All my photos on Flickr were shot with either a Canon PowerShot G2 or G5, with stock lens and no flash (camera sat on a tripod). I used RAW mode (not JPEG) for most shots.

You can see that I had shot the bulk of those HD20 photos first, a number a weeks ago. I then shot the last two in a light diffusion Cube with a gray gradation background yesterday. Yesterday was a cloudy day so I went outside and shot them in my Cube. It would be nice to have a studio with lights, but I lack space (and cash) for that and my only option for a good light source is to go outside. You can still get good shots in the Cube even on sunny days, but the shadows become much softer on cloudy days. This Cube cost about $50 and it folds up and packs away nicely. Of couse, having Photoshop to clean up and sharpen the photos helps quite a lot too, but I didn't replace the background in Photoshop -- just sharpened, set the longest side to 1024 pixels (for Flickr), adjusted levels/curve and fixed color casts.

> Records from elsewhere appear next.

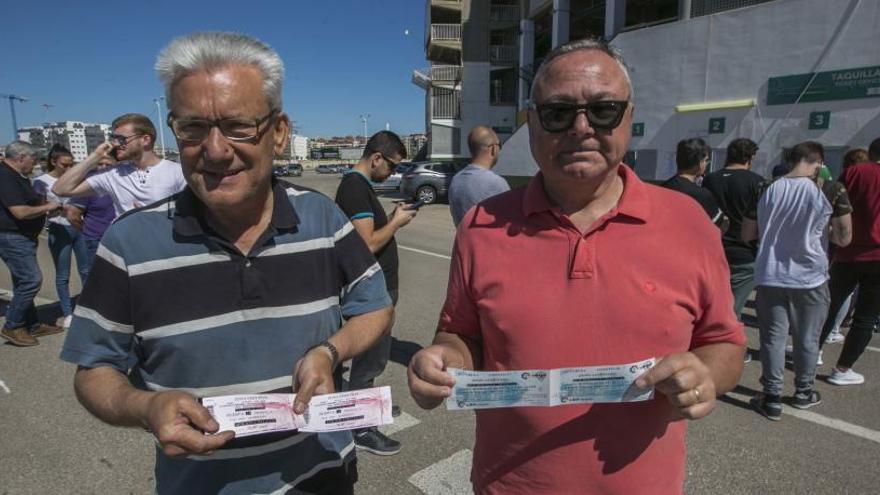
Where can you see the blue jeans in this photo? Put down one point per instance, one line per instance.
(20, 255)
(64, 239)
(742, 283)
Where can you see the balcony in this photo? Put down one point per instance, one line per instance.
(445, 104)
(504, 13)
(447, 4)
(503, 54)
(444, 44)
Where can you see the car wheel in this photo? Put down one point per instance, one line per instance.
(426, 194)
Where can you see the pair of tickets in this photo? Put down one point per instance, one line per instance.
(253, 414)
(530, 388)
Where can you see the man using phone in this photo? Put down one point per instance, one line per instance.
(356, 198)
(140, 179)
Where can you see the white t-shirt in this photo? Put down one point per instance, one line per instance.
(131, 187)
(793, 218)
(43, 185)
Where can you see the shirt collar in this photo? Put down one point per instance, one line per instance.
(189, 212)
(634, 202)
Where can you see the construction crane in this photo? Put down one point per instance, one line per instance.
(12, 99)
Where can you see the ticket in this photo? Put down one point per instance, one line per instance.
(264, 413)
(543, 388)
(490, 389)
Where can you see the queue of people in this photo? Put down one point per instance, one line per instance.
(283, 285)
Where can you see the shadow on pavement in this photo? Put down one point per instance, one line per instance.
(402, 351)
(739, 403)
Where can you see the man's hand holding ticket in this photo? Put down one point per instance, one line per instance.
(264, 413)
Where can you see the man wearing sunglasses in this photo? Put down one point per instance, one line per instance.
(239, 284)
(141, 177)
(586, 266)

My intent in shooting these photos is nothing more than a hobby and my love for classic Mac hardware. I try to shoot photos with the understanding that other people will scrutinize them. I've seen a lot of bad photography on the web with regard to classic Mac equipment, especially the circuit boards. Sometimes I want to see a chip part number in someone else's photo, but it's impossible because either the resolution is too low or they blurred the photo or it was shot with a flash and hard shadows mask out the number. So I've tried to shoot my own photos with the mindset of not making those same mistakes myself. And perhaps it might have a trickle-down affect on some who will strive to shoot better photos for us all. As I said, it doesn't take much more than a low cost Canon camera and tripod most of the time (those two HD20 photos were the only ones I've posted on Flickr that I shot in my light Cube so far).

Thanks for the comments.

 

JDW

Well-known member
As mentioned in the opening post in this thread and in the comments in my photos themselves, the drive is a Rodime. It is 5.25 inch, half-height in physical size. See my closeup photo of the sticker on the drive itself for more information.

 

Scott Baret

Well-known member
My bad, didn't catch that.

Rodime was one of the least reliable drive makers of the 1980s. By the time I was tech supporting in 1992 they had mostly died out and I've only come across one Rodime drive in practice--which happened to be deceased.